Entscheidungsgründe:
Die Berufung gegen das am 04.08.2010 zugestellte Urteil vom 20.07.2010 ist im Sinne der Aufhebung und
Zurückverweisung an das Sozialgericht begründet.
Der Senat hat ausnahmsweise von der in § 159 Abs. 1 Nr. 2 Sozialgerichtsgesetz (SGG) vorgesehenen Möglichkeit
der Zurückverweisung Gebrauch gemacht, da das angefochtene Urteil an einem wesentlichen Verfahrensmangel
leidet, auf dem die Entscheidung nicht nur beruhen kann, sondern nach der besonderen Eigenart des Mangels auch
tatsächlich beruht.
Das wirksam gewordene Urteil vom 20.07.2010, so wie es den Beteiligten am 04.08.2010 zugestellt worden ist, ist
nicht von der 6. Kammer des Sozialgerichts Duisburg in der vorgeschriebenen Besetzung mit zwei ehrenamtlichen
Richtern ergangen (§ 12 Abs. 1 SGG). Dieses Urteil hat der Vorsitzende vielmehr allein ohne Mitwirkung
ehrenamtlicher Richter getroffen.

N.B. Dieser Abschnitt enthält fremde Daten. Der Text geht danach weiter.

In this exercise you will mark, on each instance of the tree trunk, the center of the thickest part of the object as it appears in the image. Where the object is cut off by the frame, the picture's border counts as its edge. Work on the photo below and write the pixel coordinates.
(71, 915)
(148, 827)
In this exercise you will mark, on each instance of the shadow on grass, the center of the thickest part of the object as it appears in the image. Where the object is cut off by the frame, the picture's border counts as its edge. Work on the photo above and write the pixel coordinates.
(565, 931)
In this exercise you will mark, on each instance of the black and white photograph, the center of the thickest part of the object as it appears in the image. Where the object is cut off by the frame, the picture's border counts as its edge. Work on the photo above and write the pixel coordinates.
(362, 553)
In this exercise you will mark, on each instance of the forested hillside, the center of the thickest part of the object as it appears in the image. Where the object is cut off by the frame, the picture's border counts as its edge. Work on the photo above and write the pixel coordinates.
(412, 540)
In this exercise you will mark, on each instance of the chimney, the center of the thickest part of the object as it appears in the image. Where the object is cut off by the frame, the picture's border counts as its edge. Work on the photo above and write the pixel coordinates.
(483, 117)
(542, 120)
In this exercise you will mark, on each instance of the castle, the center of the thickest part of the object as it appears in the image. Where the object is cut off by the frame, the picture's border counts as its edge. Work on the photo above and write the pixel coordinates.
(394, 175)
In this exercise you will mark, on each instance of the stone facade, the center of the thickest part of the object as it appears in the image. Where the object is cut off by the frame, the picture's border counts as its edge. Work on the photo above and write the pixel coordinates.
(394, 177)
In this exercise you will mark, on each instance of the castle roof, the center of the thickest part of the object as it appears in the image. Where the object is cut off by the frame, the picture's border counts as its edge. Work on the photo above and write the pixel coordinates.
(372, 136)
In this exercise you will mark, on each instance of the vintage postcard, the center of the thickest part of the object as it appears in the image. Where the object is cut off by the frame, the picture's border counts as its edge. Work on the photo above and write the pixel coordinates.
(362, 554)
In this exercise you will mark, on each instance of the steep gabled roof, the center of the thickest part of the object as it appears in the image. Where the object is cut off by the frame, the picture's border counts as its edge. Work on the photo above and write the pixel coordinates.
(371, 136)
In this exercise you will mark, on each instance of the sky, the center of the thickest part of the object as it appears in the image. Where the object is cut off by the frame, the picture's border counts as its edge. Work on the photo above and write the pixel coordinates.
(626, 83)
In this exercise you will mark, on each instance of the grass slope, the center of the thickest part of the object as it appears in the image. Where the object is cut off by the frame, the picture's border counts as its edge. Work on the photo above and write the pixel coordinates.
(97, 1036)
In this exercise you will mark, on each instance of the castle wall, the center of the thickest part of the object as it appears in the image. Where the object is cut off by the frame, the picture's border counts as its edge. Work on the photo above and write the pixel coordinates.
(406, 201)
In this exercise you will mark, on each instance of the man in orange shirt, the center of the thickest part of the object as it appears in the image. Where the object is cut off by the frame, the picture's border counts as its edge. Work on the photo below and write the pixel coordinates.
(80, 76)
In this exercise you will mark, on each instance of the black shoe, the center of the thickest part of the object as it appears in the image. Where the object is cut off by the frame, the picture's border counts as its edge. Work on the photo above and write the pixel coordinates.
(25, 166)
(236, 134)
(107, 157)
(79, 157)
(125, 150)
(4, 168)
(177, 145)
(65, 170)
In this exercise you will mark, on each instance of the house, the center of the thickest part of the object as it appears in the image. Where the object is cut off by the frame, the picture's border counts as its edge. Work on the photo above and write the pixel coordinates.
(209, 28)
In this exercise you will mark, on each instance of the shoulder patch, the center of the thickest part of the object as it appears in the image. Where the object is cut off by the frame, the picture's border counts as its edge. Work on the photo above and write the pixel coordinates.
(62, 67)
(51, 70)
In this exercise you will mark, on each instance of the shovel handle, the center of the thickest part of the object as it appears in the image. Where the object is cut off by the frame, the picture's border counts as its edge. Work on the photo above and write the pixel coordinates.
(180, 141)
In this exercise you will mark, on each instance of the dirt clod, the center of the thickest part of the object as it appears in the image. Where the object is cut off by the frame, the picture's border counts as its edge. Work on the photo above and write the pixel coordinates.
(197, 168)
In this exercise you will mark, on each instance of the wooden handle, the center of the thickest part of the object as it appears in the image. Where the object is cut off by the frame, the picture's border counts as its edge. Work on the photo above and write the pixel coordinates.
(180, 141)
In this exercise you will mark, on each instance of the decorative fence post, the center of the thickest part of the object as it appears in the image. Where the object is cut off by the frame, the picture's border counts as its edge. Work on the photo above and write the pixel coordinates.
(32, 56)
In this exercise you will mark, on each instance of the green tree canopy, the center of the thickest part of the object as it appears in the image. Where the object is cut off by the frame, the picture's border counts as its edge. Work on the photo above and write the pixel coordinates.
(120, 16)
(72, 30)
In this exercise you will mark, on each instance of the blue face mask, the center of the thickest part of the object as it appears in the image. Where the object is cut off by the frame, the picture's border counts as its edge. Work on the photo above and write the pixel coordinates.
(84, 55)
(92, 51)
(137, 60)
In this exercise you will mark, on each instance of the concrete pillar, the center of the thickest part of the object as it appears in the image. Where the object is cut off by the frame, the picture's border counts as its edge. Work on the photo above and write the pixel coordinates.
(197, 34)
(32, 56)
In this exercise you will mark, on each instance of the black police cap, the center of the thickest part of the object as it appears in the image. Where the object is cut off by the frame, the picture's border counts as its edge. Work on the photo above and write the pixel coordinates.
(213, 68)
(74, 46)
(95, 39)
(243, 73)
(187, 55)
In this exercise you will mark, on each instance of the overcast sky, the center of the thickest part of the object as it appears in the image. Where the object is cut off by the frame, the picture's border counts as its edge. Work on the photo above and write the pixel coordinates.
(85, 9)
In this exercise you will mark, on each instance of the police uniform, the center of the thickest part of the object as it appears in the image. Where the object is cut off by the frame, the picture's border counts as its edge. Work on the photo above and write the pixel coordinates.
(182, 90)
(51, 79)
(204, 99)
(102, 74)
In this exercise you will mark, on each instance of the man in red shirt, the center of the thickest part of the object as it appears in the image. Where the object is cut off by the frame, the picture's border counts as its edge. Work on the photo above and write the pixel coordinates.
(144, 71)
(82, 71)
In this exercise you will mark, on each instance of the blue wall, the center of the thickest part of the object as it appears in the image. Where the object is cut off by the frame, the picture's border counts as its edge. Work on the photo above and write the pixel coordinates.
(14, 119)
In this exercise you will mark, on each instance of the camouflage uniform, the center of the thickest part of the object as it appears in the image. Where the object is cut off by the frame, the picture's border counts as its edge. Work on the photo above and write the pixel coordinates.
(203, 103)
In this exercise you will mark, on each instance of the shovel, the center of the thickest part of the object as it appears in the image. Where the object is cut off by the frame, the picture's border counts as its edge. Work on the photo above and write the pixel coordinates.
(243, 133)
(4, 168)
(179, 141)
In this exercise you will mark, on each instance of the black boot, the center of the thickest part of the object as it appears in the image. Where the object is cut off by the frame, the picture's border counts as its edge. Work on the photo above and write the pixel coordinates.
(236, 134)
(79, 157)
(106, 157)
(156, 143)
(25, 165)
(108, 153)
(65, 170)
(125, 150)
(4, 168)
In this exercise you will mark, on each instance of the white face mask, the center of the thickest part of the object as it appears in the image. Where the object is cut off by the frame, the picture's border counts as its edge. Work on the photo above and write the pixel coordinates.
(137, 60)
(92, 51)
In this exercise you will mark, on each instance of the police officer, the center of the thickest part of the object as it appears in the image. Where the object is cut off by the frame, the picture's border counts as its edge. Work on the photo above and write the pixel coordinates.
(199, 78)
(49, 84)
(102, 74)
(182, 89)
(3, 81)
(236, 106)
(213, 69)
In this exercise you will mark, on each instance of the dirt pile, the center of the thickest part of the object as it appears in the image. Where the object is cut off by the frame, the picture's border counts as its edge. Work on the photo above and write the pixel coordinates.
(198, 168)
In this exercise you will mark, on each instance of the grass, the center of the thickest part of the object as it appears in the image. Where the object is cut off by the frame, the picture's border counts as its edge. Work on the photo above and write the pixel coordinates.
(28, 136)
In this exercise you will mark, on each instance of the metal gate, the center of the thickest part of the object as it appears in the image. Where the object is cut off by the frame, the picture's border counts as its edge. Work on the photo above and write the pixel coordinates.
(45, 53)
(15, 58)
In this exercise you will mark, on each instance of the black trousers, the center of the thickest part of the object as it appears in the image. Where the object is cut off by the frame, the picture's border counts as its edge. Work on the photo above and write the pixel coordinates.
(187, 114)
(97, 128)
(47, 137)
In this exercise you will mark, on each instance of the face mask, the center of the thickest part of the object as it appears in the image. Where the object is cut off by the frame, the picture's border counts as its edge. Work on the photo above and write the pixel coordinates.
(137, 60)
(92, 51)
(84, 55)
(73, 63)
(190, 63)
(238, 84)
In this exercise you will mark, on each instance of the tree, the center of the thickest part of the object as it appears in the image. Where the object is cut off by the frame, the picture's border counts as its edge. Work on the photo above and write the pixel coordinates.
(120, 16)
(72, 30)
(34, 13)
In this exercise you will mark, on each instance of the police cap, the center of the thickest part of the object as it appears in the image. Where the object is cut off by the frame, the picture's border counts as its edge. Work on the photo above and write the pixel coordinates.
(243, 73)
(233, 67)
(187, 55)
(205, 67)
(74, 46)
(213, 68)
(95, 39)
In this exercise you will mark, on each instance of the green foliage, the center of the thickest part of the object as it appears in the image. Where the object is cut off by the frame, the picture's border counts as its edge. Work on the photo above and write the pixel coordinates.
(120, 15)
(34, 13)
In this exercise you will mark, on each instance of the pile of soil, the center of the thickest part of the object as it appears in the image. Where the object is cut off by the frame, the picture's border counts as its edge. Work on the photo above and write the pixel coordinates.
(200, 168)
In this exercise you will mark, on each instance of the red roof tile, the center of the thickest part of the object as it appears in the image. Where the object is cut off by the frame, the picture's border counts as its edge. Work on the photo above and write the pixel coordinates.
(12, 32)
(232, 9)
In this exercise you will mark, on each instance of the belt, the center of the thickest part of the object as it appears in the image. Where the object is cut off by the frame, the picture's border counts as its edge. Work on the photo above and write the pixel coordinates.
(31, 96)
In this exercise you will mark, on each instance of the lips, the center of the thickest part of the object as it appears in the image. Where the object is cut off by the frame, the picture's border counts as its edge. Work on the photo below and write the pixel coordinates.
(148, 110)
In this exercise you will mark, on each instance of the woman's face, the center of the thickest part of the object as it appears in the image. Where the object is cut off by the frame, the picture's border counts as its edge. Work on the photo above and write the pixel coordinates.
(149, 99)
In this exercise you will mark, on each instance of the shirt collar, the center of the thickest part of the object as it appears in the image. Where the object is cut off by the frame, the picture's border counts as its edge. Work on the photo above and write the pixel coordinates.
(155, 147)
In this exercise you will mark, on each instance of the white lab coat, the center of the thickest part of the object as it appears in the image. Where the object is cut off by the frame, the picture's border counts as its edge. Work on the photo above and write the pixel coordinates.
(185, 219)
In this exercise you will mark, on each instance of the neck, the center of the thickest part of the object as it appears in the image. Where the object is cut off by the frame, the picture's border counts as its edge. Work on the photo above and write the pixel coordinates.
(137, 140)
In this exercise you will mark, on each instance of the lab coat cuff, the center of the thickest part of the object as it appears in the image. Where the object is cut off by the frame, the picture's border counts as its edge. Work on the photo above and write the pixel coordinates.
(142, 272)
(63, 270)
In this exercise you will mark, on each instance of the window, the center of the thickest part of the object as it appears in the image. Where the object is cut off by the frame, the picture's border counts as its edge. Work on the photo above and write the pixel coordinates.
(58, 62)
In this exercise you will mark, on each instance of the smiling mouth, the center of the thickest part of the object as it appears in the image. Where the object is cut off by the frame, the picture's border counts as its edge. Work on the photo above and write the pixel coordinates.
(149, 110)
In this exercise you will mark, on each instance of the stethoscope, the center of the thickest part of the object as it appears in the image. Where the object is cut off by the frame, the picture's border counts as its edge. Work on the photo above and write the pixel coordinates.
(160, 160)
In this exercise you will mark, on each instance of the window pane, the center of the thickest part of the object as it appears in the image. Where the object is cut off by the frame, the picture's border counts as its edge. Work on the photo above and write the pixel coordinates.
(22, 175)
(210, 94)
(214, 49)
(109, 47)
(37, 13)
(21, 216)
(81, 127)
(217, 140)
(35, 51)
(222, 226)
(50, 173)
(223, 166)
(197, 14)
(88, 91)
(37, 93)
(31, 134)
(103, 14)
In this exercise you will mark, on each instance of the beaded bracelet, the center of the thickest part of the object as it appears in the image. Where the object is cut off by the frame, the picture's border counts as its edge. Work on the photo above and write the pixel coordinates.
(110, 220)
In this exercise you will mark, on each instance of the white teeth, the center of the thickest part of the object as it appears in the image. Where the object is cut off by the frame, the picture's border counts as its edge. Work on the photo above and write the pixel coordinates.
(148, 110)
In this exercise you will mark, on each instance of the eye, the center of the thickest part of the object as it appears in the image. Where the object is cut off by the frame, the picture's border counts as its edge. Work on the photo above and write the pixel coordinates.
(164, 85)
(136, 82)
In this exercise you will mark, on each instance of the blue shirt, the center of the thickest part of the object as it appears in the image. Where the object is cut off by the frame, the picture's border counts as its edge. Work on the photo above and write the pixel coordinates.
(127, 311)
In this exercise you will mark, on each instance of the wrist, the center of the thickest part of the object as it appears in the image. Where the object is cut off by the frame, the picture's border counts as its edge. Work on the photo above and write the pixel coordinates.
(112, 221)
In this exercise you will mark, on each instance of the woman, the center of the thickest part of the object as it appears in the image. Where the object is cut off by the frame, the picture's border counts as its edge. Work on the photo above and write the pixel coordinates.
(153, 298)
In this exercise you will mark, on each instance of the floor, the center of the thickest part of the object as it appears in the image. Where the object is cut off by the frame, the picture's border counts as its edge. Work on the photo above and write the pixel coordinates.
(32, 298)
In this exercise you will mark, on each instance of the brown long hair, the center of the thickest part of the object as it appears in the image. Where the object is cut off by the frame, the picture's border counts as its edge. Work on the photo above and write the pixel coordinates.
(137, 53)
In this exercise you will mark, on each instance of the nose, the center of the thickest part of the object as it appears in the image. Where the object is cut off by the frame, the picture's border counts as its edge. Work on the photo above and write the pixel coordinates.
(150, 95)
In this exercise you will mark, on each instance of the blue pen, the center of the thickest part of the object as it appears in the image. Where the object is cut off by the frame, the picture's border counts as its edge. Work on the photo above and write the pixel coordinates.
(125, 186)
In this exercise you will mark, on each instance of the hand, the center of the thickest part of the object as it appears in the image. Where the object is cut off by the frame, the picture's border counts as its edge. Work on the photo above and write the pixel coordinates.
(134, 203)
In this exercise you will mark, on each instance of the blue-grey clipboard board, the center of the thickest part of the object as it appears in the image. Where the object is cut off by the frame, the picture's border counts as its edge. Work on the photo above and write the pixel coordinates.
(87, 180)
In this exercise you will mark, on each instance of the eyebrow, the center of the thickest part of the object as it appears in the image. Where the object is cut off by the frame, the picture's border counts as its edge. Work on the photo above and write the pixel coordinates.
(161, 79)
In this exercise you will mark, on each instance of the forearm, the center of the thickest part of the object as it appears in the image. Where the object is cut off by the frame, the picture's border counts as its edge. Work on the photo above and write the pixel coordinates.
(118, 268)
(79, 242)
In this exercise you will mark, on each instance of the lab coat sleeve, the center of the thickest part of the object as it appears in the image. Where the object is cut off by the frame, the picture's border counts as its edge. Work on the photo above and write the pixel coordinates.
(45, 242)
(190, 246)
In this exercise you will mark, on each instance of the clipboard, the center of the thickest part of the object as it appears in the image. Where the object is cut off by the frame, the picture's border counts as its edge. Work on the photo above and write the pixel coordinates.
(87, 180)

Denn nach der aktenkundigen Niederschrift über die Beratung hat die Kammer in
vorschriftsmäßiger Besetzung mit den ehrenamtlichen Richtern am 20.07.2010 die Entscheidung gefasst, die Klage in
vollem Umfang abzuweisen. Aus den Akten ist nicht ersichtlich, dass die Kammer sich in dieser oder anderer
Besetzung - was grundsätzlich bis zur Verlautbarung der ohne mündliche Verhandlung getroffenen Entscheidung
möglich gewesen wäre (vgl. BSG Urteil vom 14.12.1978 - 2 RU 23/77 - SozR 1500 § 124 Nr. 5) - noch einmal mit der
Angelegenheit befasst und ihre Auffassung geändert hätte. Eine nicht vorschriftsmäßige Besetzung des Gerichts im
Sinne des § 579 Abs. 1 Nr. 1 Zivilprozessordnung (ZPO), der über § 202 SGG entsprechend anwendbar ist (s
Leitherer in Meyer-Ladewig/Keller/Leitherer, SGG, 9. Auflage 2008, § 179 Rn 4 und § 162 Rn 10a mwN), liegt nicht nur
dann vor, wenn ein zahlenmäßig richtig besetzter Spruchkörper sachlich nicht zur Entscheidung berufen war oder
einzelne Richter nicht hätten mitwirken dürfen, sondern auch dann, wenn ein einzelner Richter statt des Kollegiums
entschieden hat (zu vergleichbaren Fällen fehlerhafter Besetzung bereits BSG Beschluss vom 18.11.1980 - GS 3/79 -
juris Rn 26 mwN). Da dieser Verfahrensmangel einen absoluten Revisionsgrund darstellt, beruht das angefochtene
Urteil schon kraft gesetzlicher Anordnung (§ 202 SGG in Verbindung mit § 547 Nr. 1 ZPO), angesichts des
abweichenden Beratungsergebnisses aber auch tatsächlich auf dem Verfahrensmangel.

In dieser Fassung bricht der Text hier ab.